The big move of the day turned out to be the contract extension given to Scott Laughton who signed a 5-year deal at $3 mil AAV. Laughton had begun to garner significant interest from competing teams but ultimately the Flyers deemed Laughton more valuable as part of the team.
"“We have a couple other holes on our team and the thought of creating an additional hole to me wasn’t very appealing.” Fletcher said in regard to the Laughton extension. “He’s part of the solution for us going forward.”"
So what’s next for the Flyers?
First things first, they’ll play the season out and get a look at a handful of prospects such as Laczynski, Wade Allison, and perhaps Cam York to see how they perform in NHL roles. For Fletcher, seeing who will compete hard the rest of the way could greatly influence his decision of who stays and who goes in the offseason.
With the substantial extension given to Laughton we know that he will be one of the players that gets protected from the Seattle expansion. That most likely means that two of James van Riemsdyk, Jakub Voracek, Oskar Lindblom and Nolan Patrick will be left unprotected. Odds are Fletcher protects Lindblom and Patrick in hopes that Seattle poaches one of the two highly paid veterans, clearing a big chunk of cap space to reshape the roster.
So how should the roster be re-shaped?
As has been acknowledged, the first order of business post-expansion should be finding a top-pair defenseman to pair with Ivan Provorov long-term.
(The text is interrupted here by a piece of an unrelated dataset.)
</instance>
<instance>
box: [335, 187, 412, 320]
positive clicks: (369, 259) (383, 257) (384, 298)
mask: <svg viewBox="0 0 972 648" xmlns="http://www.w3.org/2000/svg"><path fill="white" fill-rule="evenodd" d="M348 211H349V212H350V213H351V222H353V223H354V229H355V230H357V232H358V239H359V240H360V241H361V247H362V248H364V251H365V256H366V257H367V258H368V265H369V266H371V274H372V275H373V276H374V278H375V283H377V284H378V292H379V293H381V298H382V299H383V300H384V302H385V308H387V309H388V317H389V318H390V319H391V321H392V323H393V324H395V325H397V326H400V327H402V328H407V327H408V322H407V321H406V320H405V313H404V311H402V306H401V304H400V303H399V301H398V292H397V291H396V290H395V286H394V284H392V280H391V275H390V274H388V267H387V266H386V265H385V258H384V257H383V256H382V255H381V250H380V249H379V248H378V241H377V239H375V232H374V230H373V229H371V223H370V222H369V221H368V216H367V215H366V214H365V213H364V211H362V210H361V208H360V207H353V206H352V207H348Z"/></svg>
The Flyers could throw the bank at Dougie Hamilton in free agency or pursue a trade to fill that hole.
After that I think the Flyers would benefit greatly from acquiring a sure-fire third-line center. Between Patrick’s struggles, the injury to Morgan Frost, and the preference to play Laughton on the wing, the Flyers have had to turn to Claude Giroux to fill that center role.
Although still capable of playing center adequately, Giroux provides way more value on the wing at this point in his career. Keeping Giroux on the wing for the entirety of the 2021-22 season should be a major priority in order to get the most out of him and keep him healthy.
As tantalizing as Patrick’s upside is, the goal is to win now. They can’t afford to wait for his development. Ditto with Morgan Frost who missed the season with a shoulder injury. Could these two fill the hole someday? Maybe. But the Flyers can’t afford to wait for that day. Don’t be surprised if Fletcher holds a similar sentiment.
One thing we know for certain is that after this year’s colossal disappointment, this offseason will be franchise altering and very well may define Fletcher’s tenure with this team. With a bevy of draft picks, valuable prospects, and avenues to clear cap space at his disposal, he has all the tools to push this team firmly into Stanley Cup contention. Or at least try to.